Efeito boomerang

Fragmento 172


De vez em quando, acontece que olhamos para alguém como se fosse a primeira vez.
 
Aquela pessoa... o que é que ela traz consigo agora, que nunca antes se mostrou?
 
Outras vezes, são os outros que nos olham como se fosse a primeira vez.
 
Pessoas que se cruzam, que trabalham connosco, mais ou menos anódinas, mais ou menos desconhecidas.
 
Discretamente, olham-nos como se nos quisessem arrancar com os olhos o que trazemos de não-dito e secreto na alma, o que nos transforma.
 
E nós conhecemos a subtileza e o fascínio de uma tal investigação, pelo número de vezes que nos dedicámos a ela.
 
Se os nossos olhos se tocam, os do outro rapidamente se desviam, como se tivessem sido apanhados numa tarefa interdita.
 
É um brilho na pele? Um toque no riso? Um humor no olhar? Um jeito nos cabelos?
 
É a maneira como o corpo se põe, se acomoda na cadeira, ou nos pés?
 
Que acontecimento secreto traz o corpo à flor da pele?
 
Uma nova paixão? Um novo encontro?
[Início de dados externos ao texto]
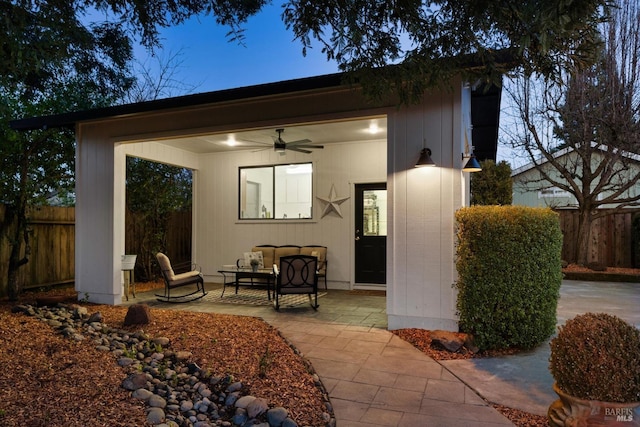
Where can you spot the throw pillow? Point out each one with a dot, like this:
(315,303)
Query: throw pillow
(248,256)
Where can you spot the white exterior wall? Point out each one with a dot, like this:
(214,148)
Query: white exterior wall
(222,238)
(421,206)
(423,202)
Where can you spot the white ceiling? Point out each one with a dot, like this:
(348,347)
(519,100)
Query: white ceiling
(320,133)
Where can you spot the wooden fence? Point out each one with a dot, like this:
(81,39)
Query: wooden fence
(612,238)
(52,260)
(52,256)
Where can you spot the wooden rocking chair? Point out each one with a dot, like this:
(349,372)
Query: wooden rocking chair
(173,281)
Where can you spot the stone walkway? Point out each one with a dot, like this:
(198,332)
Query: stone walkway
(523,381)
(373,377)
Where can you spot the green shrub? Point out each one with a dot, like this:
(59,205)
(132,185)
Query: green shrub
(597,357)
(509,274)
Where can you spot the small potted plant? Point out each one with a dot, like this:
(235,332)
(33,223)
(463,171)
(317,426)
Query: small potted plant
(595,361)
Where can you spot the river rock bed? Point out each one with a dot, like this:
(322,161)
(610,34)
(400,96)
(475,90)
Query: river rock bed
(176,391)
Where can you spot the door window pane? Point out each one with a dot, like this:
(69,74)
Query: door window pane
(374,221)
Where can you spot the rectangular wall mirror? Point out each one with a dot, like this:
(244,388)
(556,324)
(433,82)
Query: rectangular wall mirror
(281,192)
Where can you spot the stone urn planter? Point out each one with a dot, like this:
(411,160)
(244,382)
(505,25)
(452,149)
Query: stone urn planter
(595,360)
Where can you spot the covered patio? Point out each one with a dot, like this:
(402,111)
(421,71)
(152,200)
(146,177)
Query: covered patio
(188,132)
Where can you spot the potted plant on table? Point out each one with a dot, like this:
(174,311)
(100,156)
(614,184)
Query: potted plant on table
(595,361)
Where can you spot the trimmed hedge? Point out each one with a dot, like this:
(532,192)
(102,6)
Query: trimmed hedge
(509,274)
(596,356)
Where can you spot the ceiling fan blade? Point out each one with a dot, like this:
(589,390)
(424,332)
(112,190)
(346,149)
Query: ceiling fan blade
(298,149)
(310,146)
(299,142)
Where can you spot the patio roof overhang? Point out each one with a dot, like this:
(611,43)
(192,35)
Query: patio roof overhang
(485,107)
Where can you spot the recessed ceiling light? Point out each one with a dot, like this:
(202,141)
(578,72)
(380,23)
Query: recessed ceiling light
(373,128)
(231,140)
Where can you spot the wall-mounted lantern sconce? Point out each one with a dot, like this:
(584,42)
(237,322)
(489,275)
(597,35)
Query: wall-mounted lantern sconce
(471,165)
(425,159)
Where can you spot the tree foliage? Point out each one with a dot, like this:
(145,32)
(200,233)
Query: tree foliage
(492,185)
(427,42)
(51,63)
(582,133)
(431,41)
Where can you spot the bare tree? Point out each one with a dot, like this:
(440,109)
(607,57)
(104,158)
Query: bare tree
(157,78)
(582,131)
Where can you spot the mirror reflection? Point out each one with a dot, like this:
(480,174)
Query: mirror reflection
(276,192)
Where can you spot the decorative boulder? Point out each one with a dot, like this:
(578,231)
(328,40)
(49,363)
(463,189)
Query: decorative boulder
(138,314)
(447,340)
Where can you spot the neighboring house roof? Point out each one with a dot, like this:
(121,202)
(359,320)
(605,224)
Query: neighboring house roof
(560,153)
(485,108)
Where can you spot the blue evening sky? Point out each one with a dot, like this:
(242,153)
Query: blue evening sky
(211,62)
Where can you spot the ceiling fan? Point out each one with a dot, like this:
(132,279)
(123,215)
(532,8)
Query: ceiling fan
(301,145)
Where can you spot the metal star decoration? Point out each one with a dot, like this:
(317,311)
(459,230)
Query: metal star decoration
(333,202)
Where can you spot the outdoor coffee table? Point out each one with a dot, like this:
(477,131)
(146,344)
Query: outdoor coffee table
(243,276)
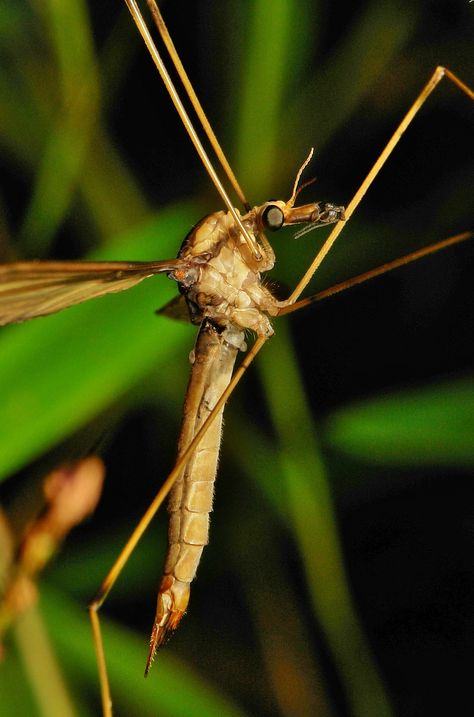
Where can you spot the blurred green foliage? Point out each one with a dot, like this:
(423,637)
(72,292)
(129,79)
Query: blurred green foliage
(94,163)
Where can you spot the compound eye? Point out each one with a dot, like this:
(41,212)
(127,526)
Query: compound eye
(272,217)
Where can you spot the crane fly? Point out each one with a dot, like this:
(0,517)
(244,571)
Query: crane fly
(218,271)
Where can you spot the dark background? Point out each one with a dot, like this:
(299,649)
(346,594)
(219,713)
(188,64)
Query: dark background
(385,368)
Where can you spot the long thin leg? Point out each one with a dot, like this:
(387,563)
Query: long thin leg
(143,524)
(165,36)
(378,271)
(117,567)
(185,119)
(434,80)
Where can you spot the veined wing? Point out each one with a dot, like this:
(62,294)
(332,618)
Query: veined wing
(36,288)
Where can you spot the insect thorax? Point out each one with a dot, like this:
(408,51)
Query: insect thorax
(220,280)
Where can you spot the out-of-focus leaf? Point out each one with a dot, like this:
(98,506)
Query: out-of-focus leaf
(172,688)
(428,426)
(76,363)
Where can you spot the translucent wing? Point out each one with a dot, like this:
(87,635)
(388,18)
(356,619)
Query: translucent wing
(29,289)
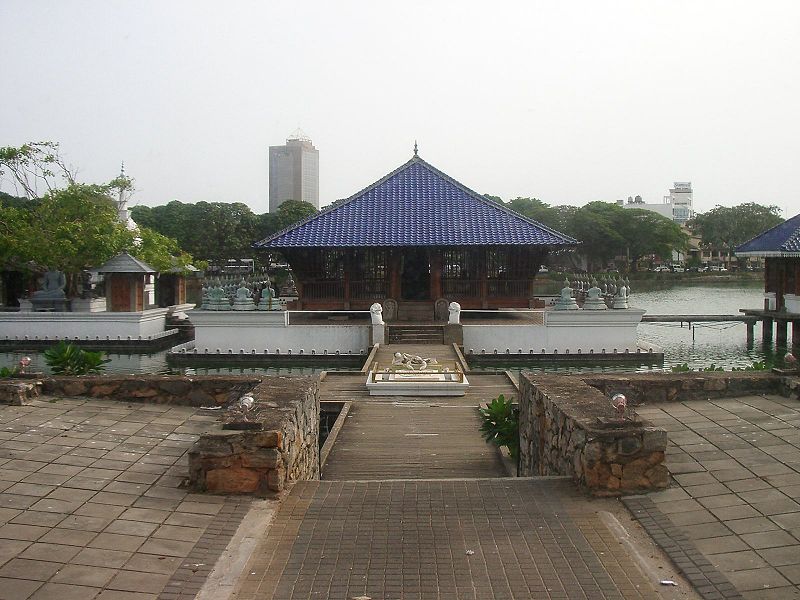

Uma nova ideia? A alegria imensa e incontida que sempre acompanha o fim de um velho preconceito ou de um poema?
 
E quando damos conta que os outros nos olham assim, é curioso, damos por nós a pensar - «Mas o que é que me estará agora a acontecer?»
 
O desconhecido em nós salta-nos do corpo e é devolvido em cheio pelo olhar em espelho do outro.